One of the Great Blue Herons at GRS
Really more like unswamped.
We have for many years birded a couple of bodies of water on Goldman Rd. in Montgomery County. We used to take the kids for picnics and a little bit of mostly futile fishing to the one double pond, which we named Lyker's Pond....no idea what its proper name might be. Later when I went over to the college with them...we often shared cars in those days...we would grab lunch at the Cobleskill Burger King and take it to Lykers to eat and watch birds.
The other spot is a series of beaver impoundments at the other end of the road. I named it Goldman Road Swamp for ease of eBird reporting.
Lyker's has a sweet little pull off where you can park. GRS has a small service road, which appears intended to allow county folks to keep the beaver debris under control. Recently we got brave enough to park on it, offering heretofore unavailable great views. (We used to park up on the road where tall grass and shrubs hide most of the view.)
Lyker's has given us birds both rare (Trumpeter Swan, which I still regret not counting) and common, and in spring is reliable for 35 or more species on one list. Birds that are hard to find, like American Bitterns, show up there with some regularity.
GRS is just fun. We are not exactly a flyway county so five or six Great Blue Herons at once is a treat. Bitterns live there too.
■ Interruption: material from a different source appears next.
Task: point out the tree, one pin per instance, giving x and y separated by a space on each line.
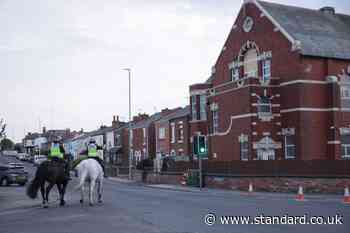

A week or so ago the people who keep beaver ponds from overflowing the highways cleaned up the culvert at GRS. This resulted in the unswamping of about half the water in the lower pool. We stopped the other day just to count herons.
Wilson'st Snipe and Least Sandpiper
lovin' them some mud.
I was surprised to find a plethora of Killdeers, a Greater Yellowlegs, and a couple of Solitary Sandpipers. They do love them some mudflats. Each visit since has resulted in a handful more shorebirds until today we counted six species of shorebirds plus lots of herons and an American Bittern for good measure.
Bonanza!
Today's haul included Least Sandpipers, Wilson's Snipe, Greater Yellowlegs, Solitary and Spotted Sandpipers, plus a fine quantity of screaming Killdeers squabbling over mud rights.
Much to my delight, I discovered that after doing just two lessons in a shorebird ID course I recently purchased from Cornell, I can already differentiate among difficult birds with much greater confidence.
Made seeing such cool birds so much less frustrating.
If you struggle with telling the tiny peeps apart or find the yellowlegs daunting I highly recommend the course. At under thirty bucks it is a steal.